The Catholic Bishops' Conference of England and Wales, meeting (as we have all been taught by this pontificate to assume) 'with the guidance of the Spirit', has happily not come to a common mind on the question of the controverted sections of Amoris laetitia. This will be a source of great relief to many biblically-oriented Christians.
It is important to point out that each time a Conference or even a single bishop declines to make use of a formal opportunity to promote the Bergoglian interpretation of AL, this very act of so declining is itself a Magisterial action. Because: it is a formal if tacit clarification that the pro-Bergoglian bishops' interpretation is not part of the Church's Ordinary Universal (hence infallible) Magisterium. And ... important this ... the more panicky pressure that power-hubs in Rome put on the world-wide episcopate to fall into line, the more significant will be any and every failure to submit.
AL, is, of course, far inferior in status to an infallible conciliar or papal decree, and PF's own ambiguous glosses as to what his own original ambiguities really mean are at an even lower (thoroughly sub-Magisterial!) level. These considerations make it yet more important to apply to AL the methodological test which Blessed John Henry Newman insisted had to be applied to Pastor aeternus after it was promulgated in 1870: Does this come to me as the free and unforced teaching of a moral unanimity within the episcopate?
Things are looking up!
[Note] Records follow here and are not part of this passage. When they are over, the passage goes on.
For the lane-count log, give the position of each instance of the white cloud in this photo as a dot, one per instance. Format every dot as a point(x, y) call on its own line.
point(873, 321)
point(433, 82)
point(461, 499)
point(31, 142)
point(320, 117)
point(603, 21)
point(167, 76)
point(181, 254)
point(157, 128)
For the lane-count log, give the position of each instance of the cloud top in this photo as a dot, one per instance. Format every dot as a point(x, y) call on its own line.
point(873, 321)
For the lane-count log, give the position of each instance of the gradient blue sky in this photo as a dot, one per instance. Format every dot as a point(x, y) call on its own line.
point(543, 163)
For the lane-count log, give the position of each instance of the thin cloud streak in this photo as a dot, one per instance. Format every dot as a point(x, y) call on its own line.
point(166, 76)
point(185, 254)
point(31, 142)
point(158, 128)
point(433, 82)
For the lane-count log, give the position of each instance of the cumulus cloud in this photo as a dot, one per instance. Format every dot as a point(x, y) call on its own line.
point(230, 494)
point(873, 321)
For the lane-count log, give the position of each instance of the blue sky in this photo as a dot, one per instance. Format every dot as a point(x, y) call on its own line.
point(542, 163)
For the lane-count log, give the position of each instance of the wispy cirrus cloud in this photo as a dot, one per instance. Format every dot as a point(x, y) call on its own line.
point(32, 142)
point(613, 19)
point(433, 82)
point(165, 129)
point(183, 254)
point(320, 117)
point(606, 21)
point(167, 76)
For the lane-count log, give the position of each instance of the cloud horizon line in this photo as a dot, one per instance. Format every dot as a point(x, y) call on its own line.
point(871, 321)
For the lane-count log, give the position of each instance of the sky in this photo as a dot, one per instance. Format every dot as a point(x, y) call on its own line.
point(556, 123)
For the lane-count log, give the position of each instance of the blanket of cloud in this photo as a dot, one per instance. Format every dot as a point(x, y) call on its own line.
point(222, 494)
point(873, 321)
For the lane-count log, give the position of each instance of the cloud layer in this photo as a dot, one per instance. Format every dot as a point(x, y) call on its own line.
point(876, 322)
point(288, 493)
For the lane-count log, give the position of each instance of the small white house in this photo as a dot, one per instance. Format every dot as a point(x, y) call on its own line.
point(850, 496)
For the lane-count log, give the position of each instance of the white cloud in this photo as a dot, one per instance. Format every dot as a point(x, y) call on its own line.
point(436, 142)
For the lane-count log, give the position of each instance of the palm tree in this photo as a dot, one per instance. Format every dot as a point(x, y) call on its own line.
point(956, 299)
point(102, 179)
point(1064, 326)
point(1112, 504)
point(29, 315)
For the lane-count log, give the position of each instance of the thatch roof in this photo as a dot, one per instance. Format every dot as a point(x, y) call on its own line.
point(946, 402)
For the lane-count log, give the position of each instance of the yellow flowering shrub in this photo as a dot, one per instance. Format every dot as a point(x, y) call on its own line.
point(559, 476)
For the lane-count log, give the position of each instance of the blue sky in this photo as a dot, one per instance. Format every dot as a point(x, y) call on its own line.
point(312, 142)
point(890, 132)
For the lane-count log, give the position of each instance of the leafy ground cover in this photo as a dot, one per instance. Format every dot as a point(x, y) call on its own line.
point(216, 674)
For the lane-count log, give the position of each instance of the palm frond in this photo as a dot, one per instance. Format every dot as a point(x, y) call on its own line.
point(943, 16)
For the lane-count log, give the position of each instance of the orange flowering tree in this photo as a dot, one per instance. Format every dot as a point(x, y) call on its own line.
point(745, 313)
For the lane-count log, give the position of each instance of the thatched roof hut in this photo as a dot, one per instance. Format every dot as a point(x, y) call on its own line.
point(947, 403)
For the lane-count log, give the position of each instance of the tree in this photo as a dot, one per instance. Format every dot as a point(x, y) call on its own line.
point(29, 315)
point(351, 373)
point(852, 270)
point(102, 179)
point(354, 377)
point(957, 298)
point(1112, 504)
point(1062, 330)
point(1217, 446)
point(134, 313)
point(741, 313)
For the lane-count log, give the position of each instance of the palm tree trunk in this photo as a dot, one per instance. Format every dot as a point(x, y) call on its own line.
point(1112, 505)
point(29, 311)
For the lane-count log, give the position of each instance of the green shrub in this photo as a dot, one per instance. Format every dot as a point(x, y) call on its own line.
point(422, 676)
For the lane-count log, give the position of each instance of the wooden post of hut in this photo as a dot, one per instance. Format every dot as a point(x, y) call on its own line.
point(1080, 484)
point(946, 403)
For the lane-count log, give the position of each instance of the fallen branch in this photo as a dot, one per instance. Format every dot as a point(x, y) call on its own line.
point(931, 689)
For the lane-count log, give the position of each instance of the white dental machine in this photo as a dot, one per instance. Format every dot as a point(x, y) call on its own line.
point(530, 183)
They're not getting away with it! Two years after AL was published, it is no nearer to passing the Newman Test. Still less near is that particular interpretation of its ambiguities upon which the Bergoglians need to rely.
I get a comforting feeling that some younger bishops may sense that, when the natural time comes for the next stage of their episcopal careers, PF is unlikely still to be Bishop of Rome.
Establishing that the Bishops of the oikoumene have not taught what PF desired them to teach (indeed, he grotesquely manipulated two synods to achieve his end), will also be an important factor when eventually a future pontificate sets about restoring the explicit witness of orthodoxy.
But our bishops have powerfully enforced one particular paragraph in AL. This is the section which deals with, and roundly condemns, Gender Theory and all that. By employing a section of AL to underpin this condemnation, their Lordships have given us a deft and elegant example of an argumentum ad hominem. Nice one!